4. Integrate more complex workflow improvements: The ability to identify movement of both assets and personnel via wearables (badges or wristbands) opens the possibility of measuring, managing and improving more complex workflows with enhanced employee safety, using the same lighting sensor grid. Understanding the interactions of assets and personnel tracking offers a powerful tool for redesigning activities for time savings, energy savings, speed to objectives and a myriad of other outcomes. Examples include designing a different process flow for patient throughput in healthcare, warehouse stocking logistics and improved worker safety in manufacturing.

5. Dive deep into robust IoT data analytics: An advantage of this phased approach is a wealth of time-series data collected from the same energy saving sensor grid. Occupancy trends, traffic patterns, use cases, time of day and time of week analysis can be produced that offer deep insights to drive better space decisions to inform space reductions in support of advancing CO2 reductions.

Achieving Short Term Impact with Future Based Possibilities

Digitalizing buildings to achieve sustainability goals can be daunting, especially during difficult economic circumstances where aggressive ROI analysis is required for every new proposed initiative. By taking a phased approached, building on the energy savings from a lighting and temperature environment as an initial step, the path to reaching ESG goals is shortened, while creating a runway on an even greater efficiency for building space.

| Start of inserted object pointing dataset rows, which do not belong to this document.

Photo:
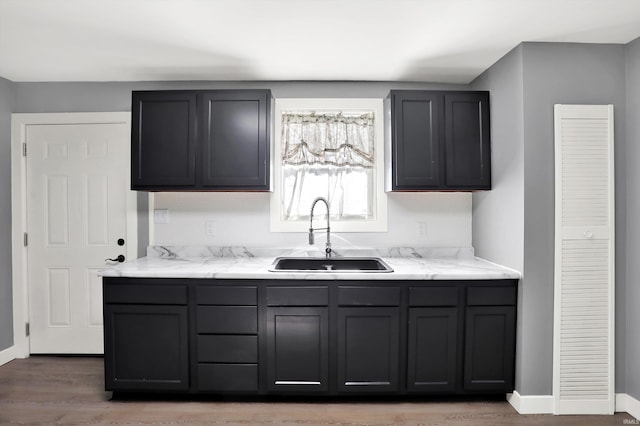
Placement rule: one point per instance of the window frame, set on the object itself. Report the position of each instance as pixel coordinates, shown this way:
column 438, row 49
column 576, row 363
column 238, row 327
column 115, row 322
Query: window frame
column 320, row 105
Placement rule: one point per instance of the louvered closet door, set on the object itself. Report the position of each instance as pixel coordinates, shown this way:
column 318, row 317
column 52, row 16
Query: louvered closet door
column 583, row 376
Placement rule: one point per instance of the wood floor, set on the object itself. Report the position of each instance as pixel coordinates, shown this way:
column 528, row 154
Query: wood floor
column 70, row 391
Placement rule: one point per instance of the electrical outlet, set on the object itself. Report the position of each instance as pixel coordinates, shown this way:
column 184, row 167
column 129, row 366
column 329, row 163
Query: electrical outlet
column 210, row 228
column 422, row 229
column 161, row 216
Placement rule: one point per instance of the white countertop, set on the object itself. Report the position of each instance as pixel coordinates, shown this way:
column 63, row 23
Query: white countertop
column 244, row 263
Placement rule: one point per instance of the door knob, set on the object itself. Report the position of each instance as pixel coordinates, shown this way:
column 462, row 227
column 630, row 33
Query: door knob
column 120, row 259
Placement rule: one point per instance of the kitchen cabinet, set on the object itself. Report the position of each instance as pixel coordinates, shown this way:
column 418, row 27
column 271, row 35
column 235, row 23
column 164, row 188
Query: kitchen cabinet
column 201, row 140
column 439, row 140
column 226, row 338
column 163, row 140
column 490, row 338
column 368, row 335
column 368, row 349
column 297, row 339
column 146, row 338
column 309, row 337
column 433, row 355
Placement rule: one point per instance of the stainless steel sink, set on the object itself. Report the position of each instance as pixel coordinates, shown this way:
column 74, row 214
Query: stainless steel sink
column 336, row 264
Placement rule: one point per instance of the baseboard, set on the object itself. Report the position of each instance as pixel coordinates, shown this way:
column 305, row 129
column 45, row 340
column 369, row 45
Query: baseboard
column 543, row 404
column 7, row 355
column 531, row 404
column 628, row 404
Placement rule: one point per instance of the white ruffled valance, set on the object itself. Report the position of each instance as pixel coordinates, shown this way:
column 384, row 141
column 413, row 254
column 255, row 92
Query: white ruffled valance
column 328, row 139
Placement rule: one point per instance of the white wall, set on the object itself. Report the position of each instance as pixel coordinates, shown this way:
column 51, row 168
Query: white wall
column 242, row 219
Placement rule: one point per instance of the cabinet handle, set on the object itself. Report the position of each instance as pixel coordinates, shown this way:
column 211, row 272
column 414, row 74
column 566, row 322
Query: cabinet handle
column 120, row 259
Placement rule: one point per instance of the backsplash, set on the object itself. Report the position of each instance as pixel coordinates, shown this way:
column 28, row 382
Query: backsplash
column 242, row 219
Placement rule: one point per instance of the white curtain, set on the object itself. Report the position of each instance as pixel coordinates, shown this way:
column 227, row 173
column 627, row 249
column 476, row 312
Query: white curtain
column 329, row 155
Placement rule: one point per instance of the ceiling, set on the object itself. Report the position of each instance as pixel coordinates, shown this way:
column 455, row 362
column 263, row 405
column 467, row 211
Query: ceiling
column 365, row 40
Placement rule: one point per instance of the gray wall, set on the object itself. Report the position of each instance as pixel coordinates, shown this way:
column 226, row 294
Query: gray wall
column 116, row 96
column 7, row 99
column 633, row 226
column 550, row 73
column 498, row 215
column 569, row 74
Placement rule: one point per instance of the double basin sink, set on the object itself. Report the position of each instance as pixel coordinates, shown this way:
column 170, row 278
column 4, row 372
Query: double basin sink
column 336, row 264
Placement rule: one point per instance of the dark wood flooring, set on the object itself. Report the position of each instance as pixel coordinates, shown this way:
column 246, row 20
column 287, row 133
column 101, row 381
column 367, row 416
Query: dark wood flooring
column 48, row 390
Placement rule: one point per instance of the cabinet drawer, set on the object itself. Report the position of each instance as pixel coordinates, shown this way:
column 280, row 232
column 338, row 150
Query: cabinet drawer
column 228, row 377
column 146, row 294
column 369, row 296
column 226, row 295
column 491, row 296
column 228, row 349
column 433, row 296
column 227, row 319
column 297, row 296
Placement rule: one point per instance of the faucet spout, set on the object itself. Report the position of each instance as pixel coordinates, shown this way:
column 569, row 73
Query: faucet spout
column 327, row 250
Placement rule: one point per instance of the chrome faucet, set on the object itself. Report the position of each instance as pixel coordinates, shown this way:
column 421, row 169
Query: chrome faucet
column 327, row 250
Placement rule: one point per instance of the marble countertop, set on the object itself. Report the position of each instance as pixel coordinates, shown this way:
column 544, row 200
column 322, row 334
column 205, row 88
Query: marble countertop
column 250, row 263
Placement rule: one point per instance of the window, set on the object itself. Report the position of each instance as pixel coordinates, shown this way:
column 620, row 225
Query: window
column 330, row 148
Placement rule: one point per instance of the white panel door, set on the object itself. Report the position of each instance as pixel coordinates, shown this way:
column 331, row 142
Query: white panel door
column 77, row 182
column 584, row 260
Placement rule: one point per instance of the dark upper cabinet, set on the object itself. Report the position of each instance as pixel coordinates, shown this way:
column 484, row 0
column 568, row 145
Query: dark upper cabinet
column 416, row 136
column 467, row 140
column 201, row 140
column 439, row 140
column 163, row 140
column 235, row 139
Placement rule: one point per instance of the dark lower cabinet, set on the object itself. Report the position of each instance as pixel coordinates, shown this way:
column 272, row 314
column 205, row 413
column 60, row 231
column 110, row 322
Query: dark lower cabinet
column 317, row 337
column 368, row 349
column 146, row 347
column 489, row 348
column 432, row 350
column 298, row 349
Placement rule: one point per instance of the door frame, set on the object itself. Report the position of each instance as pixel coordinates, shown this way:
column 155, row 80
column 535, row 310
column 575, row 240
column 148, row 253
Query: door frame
column 20, row 283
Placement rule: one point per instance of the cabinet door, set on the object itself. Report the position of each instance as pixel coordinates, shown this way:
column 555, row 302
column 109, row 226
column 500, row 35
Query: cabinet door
column 163, row 140
column 298, row 349
column 489, row 348
column 467, row 140
column 235, row 139
column 146, row 347
column 368, row 347
column 432, row 349
column 416, row 121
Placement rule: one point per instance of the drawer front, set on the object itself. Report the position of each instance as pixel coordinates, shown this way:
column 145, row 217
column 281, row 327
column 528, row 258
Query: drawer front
column 226, row 295
column 491, row 296
column 297, row 296
column 433, row 296
column 228, row 349
column 368, row 296
column 228, row 377
column 143, row 294
column 227, row 319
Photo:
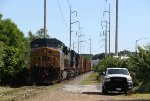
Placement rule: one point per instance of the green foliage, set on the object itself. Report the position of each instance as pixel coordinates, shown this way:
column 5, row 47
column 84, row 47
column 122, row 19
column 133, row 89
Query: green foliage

Energy and operational Savings graphic

Siemens Smart Infrastructure

Enlighted, together with its parent company Siemens, has created the right building digitalization foundation based on a lighting control wireless grid network for over 1,000 global customers with real results of up to more than 90% energy savings, followed by deep data analytics and real time location services. Because of the rapidly changing landscape for building IoT, it’s important to partner with a provider whose technologies can be updated to scale both in data volumes and data types. By employing smart sensors with updatable firmware, a robust IoT platform to manage historical and massive data volumes and new technology partners, such as those found on the Siemens Xcelerator Marketplace, building digitalization can be augmented with additional functions over time.

Finding the balance to navigate difficult economic and climate circumstances while at the same time achieving stated sustainability goals is a challenge for most executives and requires bold leadership. An immediate action is to understand if your buildings are fueling or fighting climate change. And with the right approach, innovations that can grow with future needs and technologies with measurable outcomes, ESG goals can be achieved within reasonable time frames and financial frameworks.